Sunday, January 9, 2011

California Going Backwards

Townhall columnist Austin Hill writes of his memories of California when Jerry Brown was Governor the first time: the passage of the famous Proposition 13 limiting property taxes, and Governor Brown's reaction to that proposition then and now. His recollections match mine, I too grew up in the state.

We at COTTonLINE hoped Brown would see the need for change, and move in a helpful direction ala Nixon in China. I guess that was like hoping your average house cat would take up swimming. As Hill reports, it appears Jerry Brown is headed in the direction of creating an unstoppable pressure for increasing property taxes.

My understanding is that his plan may work as follows: when Prop 13 was passed, the state took over funding - out of income and sales tax revenues - a number of functions previously funded by its counties out of property tax revenues. Now a broke state government will stop paying for these functions and dump them back on the shoulders of county governments.

Burdened county governments will do some combination of cutting services and demanding to be allowed to raise property taxes. Faced with diminished services and local pressure, Brown suspects California voters will agree to abrogating some aspects of Proposition 13 so that counties can raise property taxes.
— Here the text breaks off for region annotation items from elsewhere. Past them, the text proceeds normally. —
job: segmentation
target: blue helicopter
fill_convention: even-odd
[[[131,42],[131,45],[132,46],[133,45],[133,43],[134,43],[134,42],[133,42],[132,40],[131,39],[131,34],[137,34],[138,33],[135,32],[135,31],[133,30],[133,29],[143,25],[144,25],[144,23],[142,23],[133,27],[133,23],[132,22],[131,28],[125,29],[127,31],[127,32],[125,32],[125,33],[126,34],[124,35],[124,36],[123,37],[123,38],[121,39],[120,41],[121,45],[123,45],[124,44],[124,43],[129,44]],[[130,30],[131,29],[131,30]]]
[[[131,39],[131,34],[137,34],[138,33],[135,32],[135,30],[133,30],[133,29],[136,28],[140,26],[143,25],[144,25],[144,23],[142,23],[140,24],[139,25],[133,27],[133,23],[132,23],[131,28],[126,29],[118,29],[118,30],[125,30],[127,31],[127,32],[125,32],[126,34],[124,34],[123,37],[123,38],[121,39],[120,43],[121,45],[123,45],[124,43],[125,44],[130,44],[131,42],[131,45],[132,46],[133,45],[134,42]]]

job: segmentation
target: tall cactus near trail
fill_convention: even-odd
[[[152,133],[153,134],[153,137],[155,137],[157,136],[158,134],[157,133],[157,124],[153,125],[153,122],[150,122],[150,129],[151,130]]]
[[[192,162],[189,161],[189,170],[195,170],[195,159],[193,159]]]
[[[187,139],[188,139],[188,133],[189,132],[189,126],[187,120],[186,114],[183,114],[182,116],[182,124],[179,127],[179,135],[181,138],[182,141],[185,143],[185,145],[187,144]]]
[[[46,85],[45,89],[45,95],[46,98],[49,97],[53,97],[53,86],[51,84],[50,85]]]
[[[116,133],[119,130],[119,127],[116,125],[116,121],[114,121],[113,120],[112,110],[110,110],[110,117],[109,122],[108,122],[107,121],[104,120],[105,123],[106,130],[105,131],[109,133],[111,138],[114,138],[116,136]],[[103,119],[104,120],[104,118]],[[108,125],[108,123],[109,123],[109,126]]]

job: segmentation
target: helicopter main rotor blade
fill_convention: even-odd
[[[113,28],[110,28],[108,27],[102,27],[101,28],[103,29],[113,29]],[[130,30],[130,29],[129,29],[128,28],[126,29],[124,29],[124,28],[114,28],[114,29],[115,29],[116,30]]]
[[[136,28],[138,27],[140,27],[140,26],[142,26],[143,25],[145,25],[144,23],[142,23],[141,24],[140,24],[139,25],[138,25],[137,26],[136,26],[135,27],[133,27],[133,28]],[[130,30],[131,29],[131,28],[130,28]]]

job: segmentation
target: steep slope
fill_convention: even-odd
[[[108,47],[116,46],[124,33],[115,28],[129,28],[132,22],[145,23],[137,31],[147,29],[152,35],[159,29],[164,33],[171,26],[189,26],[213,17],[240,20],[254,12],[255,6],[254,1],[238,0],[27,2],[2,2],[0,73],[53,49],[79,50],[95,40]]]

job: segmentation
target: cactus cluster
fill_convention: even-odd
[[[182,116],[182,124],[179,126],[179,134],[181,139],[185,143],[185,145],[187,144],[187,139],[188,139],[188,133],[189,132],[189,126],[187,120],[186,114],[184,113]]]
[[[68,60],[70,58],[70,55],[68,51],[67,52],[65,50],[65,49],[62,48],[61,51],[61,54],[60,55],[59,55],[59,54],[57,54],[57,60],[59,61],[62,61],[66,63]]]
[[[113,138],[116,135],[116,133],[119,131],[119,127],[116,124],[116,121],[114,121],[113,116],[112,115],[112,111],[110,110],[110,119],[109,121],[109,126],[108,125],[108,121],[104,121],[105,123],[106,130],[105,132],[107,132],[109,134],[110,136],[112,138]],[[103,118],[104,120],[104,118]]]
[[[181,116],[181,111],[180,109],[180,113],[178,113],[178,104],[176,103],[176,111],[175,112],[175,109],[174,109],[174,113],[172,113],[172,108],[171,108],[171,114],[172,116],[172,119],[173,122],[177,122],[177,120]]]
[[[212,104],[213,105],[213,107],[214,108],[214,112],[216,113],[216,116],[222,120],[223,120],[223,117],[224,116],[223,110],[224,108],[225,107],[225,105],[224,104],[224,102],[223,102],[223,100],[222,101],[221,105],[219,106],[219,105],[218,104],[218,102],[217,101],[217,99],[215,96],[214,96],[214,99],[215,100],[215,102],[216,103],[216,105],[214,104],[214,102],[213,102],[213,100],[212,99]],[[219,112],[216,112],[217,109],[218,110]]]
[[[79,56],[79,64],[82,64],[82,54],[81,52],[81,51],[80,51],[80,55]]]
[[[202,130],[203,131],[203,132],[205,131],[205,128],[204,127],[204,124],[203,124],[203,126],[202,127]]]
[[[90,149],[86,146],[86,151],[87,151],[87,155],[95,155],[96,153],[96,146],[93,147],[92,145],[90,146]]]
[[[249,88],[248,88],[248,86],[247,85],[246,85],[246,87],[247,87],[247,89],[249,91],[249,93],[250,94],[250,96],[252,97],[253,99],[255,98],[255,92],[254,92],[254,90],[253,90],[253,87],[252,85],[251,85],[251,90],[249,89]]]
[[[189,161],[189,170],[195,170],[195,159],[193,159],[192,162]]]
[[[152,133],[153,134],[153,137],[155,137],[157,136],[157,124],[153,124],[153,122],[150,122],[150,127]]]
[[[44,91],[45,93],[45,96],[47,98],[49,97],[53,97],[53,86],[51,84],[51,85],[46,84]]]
The ugly political undertow in all of this is that most California voters who do not own property vote Democrat. I understand that renters pay property tax indirectly, and that rents are likely to rise. But rising rents are blamed on landlords, rarely on the rising taxes that those landlords pay. County supervisors in California do not run with a party label. When they press the voters for rolling back popular Prop. 13, it will not create bad vibes for the Democrats.